Marketing.—Onions are sometimes sold in the open field; a good plan when a fair price can be secured. After curing, as already described, they are usually sold by the bushel or barrel. They are always in demand, as the onion is a standard article of human food.

In the green state they are sold either by measure, by the bunch, or by the rope. The latter method consists in tying the onions along wisps of straw.

Scallions.—No small amount of money is expended by housekeepers in the early spring markets for scallions (scullions), or bunched onion shoots. These tender shoots are washed, tied and sold for 3 to 5 cents per bunch, retail, or half those figures wholesale. Scallions are produced from either sets or large onions planted the preceding autumn, and sheltered either by frames or litter, so as to encourage early spring growth.


PEAS.

It will require one and one-half to two bushels of peas to seed an acre, and no crop finds a more ready sale than fresh peas in the summer and autumn markets. Farmers who are near centres of population, or who enjoy good shipping facilities, will find peas a quick money crop.

Any good soil will produce a crop of this excellent vegetable, but it must not be assumed because the pea is a legume, with nitrogen-collecting roots, that it will not well repay the application of manure to the soil.
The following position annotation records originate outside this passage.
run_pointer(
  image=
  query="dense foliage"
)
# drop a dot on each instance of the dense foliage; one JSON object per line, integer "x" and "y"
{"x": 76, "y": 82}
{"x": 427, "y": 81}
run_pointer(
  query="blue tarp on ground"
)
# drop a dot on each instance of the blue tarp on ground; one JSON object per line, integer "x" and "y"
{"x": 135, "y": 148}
Peas and beans need less assistance than some other things, but they give good returns for the application of rotted manure or artificial fertilizer.
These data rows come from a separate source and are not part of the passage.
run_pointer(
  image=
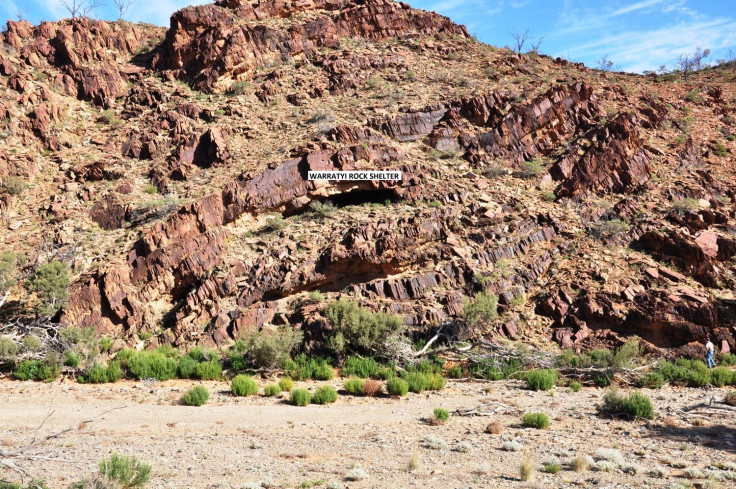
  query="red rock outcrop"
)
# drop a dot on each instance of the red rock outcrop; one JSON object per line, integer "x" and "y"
{"x": 84, "y": 50}
{"x": 525, "y": 131}
{"x": 178, "y": 254}
{"x": 682, "y": 252}
{"x": 210, "y": 44}
{"x": 613, "y": 161}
The seed should be put into the ground in early spring, as soon as the soil is dry enough to receive it, beginning with the smooth, extra-early sorts, which are more hardy than the wrinkled varieties. A little subsequent frost will do no harm.

The smooth, early sorts should be sown in rows, about 3 feet apart, the intermediate or half-dwarf sorts in rows 4 feet apart, and the tall, late varieties, in rows 5 feet apart.